Thomas Sowell’s classic work, “Conflict of Visions” goes also to the heart of a conservative as it explains the two basic visions of man. One Vision (Conservative) is that man is not perfect and conflict and inequalities are and always will be with us; therefore it is up to the individual to decide which way they will go in life according to their own lights. The other Vision (Liberal) is that man was born perfect and only corrupted by their society or circumstances and that if we change society and make it perfect, man will again become perfect and happy.

Frankl seems to say along with Newt that the first Vision is the correct one. Namely that we get our meaning in life by how we manage our tensions or conflicts which determines our state of happiness.
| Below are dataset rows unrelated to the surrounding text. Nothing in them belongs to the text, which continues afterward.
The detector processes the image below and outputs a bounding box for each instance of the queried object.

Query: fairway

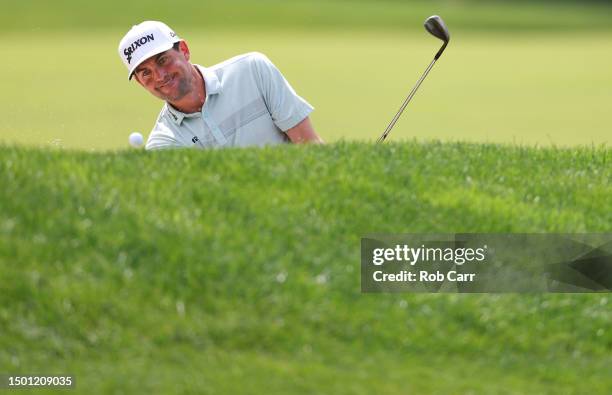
[0,29,612,150]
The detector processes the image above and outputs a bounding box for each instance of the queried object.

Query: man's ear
[179,41,191,60]
[132,73,144,86]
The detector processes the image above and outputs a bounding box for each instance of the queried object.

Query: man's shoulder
[209,52,270,71]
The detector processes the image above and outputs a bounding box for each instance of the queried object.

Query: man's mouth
[157,77,174,89]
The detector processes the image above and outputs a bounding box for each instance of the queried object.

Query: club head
[425,15,450,43]
[425,15,450,59]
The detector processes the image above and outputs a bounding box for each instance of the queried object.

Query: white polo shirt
[146,52,314,150]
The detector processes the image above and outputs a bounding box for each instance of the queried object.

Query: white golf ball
[130,132,144,147]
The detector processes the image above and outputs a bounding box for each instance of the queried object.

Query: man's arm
[286,117,324,144]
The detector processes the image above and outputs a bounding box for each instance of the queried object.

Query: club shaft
[377,57,438,143]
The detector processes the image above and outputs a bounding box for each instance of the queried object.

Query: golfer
[119,21,323,150]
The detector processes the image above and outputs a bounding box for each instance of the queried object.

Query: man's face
[134,41,194,103]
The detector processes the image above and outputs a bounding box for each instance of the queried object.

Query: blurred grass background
[0,142,612,395]
[0,0,612,149]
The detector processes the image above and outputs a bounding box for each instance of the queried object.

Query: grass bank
[0,142,612,394]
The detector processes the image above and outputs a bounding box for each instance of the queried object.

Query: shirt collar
[164,64,223,126]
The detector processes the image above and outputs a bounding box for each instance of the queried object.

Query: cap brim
[128,41,177,80]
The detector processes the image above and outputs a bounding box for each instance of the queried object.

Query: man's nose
[153,67,168,82]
We have had plenty of efforts at making a perfect society that tries to create a tensionless homeostatic individual throughout history. None has worked. Our unique American Experiment in putting a premium on Individual freedom has worked for a few hundred years. Combined with the complimentary tool of “Free Markets” Individual exceptionalism has been rewarded and all the people in the American ship have floated higher and sailed more secure upon the troubled waters than the rest of the world.

This ideal of individual freedom is being challenged at its core by the socialistic manifestations of the liberal administration. The attack on the Free Market system is an attack on the one way individuals have of making themselves and their families better.

Will we as individuals get further ahead by going on welfare and letting the government take care of our problems for us; or will we be further ahead by seeking our life’s meaning by defining our own problems and how we will react to the tensions and conflict that arise?

The heart of a conservative is warmed through the use of their freedoms. There is a certain sense of fulfillment in actually using freedom, a sense of well being. The real control over one’s own life is what that often quoted phrase “The Pursuit of Happiness” is all about.